Laboratory tests show the Kombucha tea contains, among other things, acetic acid, fructose, sucrose, folic acid and vitamins B1, B2, B6 and B12 and up to 2 percent alcohol, Stamets reports.
Much of the current information being circulated on the Kombucha culture comes from two European books which report centuries of use as a folk remedy.
Most of the testimonials and studies cited were written prior to the 1930s as use dried up during the tea and sugar shortages surrounding World War II, said German writer Guenther W. Frank.
Frank’s book claims Kombucha, fermented in birch leaf tea, was used by Alexander Solzhenitsyn to cure his stomach cancer during his years in the Soviet prison. It also claims it was used by Ronald Reagan after he was diagnosed with cancer in the early 1980s.
Stamets, noting the number of unreferenced citations in the book, dismisses such claims as historical hype.
But not all the hype is historical.
Photocopied directions being circulated with the fungus in Spokane now say Kombucha restores hair growth, eliminates wrinkles, prevents cancer and can help everything from asthma to AIDS.

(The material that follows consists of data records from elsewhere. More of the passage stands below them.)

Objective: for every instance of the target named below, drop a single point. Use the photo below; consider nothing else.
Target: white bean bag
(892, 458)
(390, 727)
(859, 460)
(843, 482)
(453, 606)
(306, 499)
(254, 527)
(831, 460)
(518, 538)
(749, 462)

In a Kombucha discussion group on the Internet, (alt.folklore.herbs) testimonials appear almost daily.
Kenneth Piller, a Coeur d’Alene naturopath whose patients report using Kombucha, says they rave about it, saying they generally feel healthier with no side effects.

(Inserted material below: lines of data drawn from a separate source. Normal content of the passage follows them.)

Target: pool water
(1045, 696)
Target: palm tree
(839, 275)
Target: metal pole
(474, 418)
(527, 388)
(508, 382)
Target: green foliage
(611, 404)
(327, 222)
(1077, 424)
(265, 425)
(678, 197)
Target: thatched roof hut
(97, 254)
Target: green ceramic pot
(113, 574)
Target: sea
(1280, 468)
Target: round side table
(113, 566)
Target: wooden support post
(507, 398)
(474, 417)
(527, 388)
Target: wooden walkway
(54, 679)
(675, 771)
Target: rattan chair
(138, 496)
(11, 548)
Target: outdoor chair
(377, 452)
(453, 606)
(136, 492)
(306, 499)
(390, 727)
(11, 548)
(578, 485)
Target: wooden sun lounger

Individual users make far more modest claims. Keith says the tea seems to help suppress her cravings for sugar and caffeine. SinClair has applied the sheath to rough spots on her skin, which it soothed and smoothed. (Critics agree it probably does have some effects as a topical agent.)
Many users report it ends constipation and other bowel irregularities.

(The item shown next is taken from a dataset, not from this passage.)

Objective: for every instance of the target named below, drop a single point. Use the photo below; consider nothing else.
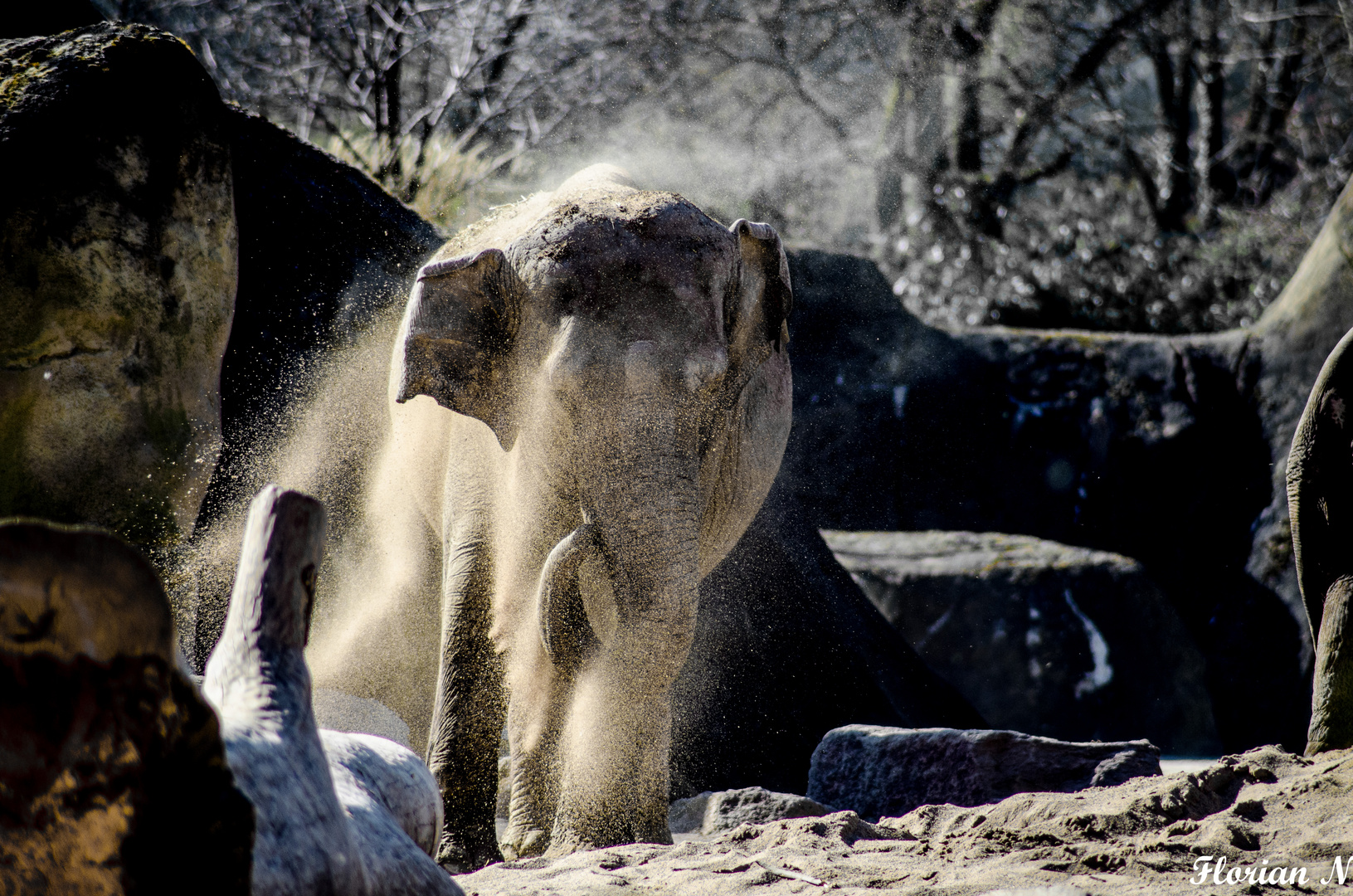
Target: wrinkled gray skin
(617, 367)
(1320, 499)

A professor at Cornell University who studies the medicinal properties of food reported the culture does appear to work mostly in the gastrointestinal track and because it is high in certain acids, may help the body absorb vitamin C and certain B complexes, according to the New York Times.
But much of Kombucha’s allure appears to be that it is free, shared by people who know and like each other.
“It’s a friendship thing, a love offering. You get one and pretty soon, you’ve got a baby and a mama and you give one away,” said Bob Herman.
In fact, the one thing both users and critics agree on is a mutual distaste for the commercial marketing of Kombucha in California and New York. (Newsweek cited one company that sold kits for $50, $15 for the chronically ill.)
Given the chance to sell it as part of his business 15 years ago, Stamets declined “because of the danger.”
“It’s not like a yogurt culture that you can tell goes bad. A lot of these contaminants are virtually invisible,” Stamets said.
Others, including a retired microbiologist from Cornell, say the culture probably contains enough antibiotic and acid to discourage such molds.
But Bergner, the Portland medical editor who also edits Organic Herbalism and who is writing a book on garlic, warns that the use of any medicine by healthy people can eventually cause illness itself.
Stamets warns that with an antibiotic that illness could be disastrous.
“With flesh eating streptococcus out there do we really need to develop new drug-resistant pathogens? When I see all these kombuchites. … I look at them as a breeding ground of new infectious agents,” he said.
“It needs to be studied more, that’s the bottom line.”
As the FDA pursues that study, in dark warm corners all over the country, Kombucha’s reputation and use grows.
“It would surprise me if they found anything unhealthy,” Keith says. “To me, it’s a gift from the universe.”